The present study assessed heavy metal concentrations in the muscle of six edible fish species from the Yangtze River, as one of the most important rivers in China. Multivariate statistical analysis including principal component analysis was employed to identify the pattern of heavy metal concentrations to a common pollution source and its relation to the distribution of fish species. Aquatic organisms take up contaminants from water and accumulate them in their tissues at higher levels than that of their surrounding environment. The metal concentrations in the examined fish species were in the order of Zn > Mn > Cu > Pb > Cr > Co > Cd > Ni.
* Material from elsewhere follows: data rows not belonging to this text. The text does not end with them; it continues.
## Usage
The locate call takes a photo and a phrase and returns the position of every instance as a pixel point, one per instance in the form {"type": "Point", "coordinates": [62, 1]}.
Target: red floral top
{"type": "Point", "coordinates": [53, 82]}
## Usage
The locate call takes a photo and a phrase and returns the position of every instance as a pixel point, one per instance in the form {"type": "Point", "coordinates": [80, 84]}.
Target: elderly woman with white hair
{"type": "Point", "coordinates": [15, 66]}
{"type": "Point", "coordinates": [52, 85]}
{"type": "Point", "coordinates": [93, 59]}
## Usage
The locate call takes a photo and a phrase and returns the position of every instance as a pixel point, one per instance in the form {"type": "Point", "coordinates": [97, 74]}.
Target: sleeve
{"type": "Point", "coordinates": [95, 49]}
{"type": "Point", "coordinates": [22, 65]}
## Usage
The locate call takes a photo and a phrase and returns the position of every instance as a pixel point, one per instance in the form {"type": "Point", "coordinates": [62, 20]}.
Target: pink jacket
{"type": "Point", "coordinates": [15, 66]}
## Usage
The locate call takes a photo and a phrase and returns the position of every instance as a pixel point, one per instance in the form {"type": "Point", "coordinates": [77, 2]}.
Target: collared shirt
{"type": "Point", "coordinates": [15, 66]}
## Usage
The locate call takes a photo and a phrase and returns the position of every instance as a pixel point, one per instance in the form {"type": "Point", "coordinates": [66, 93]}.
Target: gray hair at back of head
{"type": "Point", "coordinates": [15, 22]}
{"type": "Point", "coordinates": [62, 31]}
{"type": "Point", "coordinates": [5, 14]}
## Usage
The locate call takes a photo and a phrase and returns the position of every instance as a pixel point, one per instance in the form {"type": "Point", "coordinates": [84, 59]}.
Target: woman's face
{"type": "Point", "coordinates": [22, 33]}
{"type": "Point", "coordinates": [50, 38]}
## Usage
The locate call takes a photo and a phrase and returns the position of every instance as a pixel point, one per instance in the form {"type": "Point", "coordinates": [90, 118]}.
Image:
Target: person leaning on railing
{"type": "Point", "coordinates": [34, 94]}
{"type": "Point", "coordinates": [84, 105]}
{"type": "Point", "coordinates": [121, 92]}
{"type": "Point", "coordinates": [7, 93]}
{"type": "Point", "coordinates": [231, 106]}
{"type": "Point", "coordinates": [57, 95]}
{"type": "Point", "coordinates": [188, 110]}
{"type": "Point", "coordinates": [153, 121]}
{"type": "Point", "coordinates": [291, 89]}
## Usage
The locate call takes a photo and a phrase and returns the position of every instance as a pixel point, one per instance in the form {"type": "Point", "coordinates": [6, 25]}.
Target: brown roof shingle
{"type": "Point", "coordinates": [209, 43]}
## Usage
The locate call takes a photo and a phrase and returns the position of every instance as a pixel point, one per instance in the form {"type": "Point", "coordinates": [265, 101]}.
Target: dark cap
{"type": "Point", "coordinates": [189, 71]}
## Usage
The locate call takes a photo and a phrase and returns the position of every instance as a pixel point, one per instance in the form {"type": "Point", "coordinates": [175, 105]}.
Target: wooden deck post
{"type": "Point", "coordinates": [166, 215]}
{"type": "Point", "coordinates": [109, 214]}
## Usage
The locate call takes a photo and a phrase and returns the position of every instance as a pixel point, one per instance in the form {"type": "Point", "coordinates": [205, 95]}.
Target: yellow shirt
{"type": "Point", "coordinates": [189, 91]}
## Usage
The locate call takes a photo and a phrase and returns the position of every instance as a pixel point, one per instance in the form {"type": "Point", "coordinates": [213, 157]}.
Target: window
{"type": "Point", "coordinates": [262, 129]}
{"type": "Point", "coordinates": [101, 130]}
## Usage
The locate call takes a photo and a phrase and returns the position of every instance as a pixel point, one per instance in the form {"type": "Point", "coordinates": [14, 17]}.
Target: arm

Estimation of daily intake, the target hazard quotient, the total target hazard quotient, and the target cancer risk indicated that consuming the examined fish species, notably H. molitrix from the Yangtze River, could pose non-carcinogenic and carcinogenic effects on humans, especially children. Although heavy metal concentrations of the Yangtze River are largely below the prescribed level, the impact of its bioaccumulating may, in the future, be of considerable concern and thus management of the river should be enforced to minimize anthropogenic discharges in the river and constantly track it; otherwise, increased levels of heavy metal pollution will pose major problems to human health and aquatic lives. This study also recommends periodic monitoring and assessment of the river and its as to help mitigate potential health risks and protect aquatic life more effectively.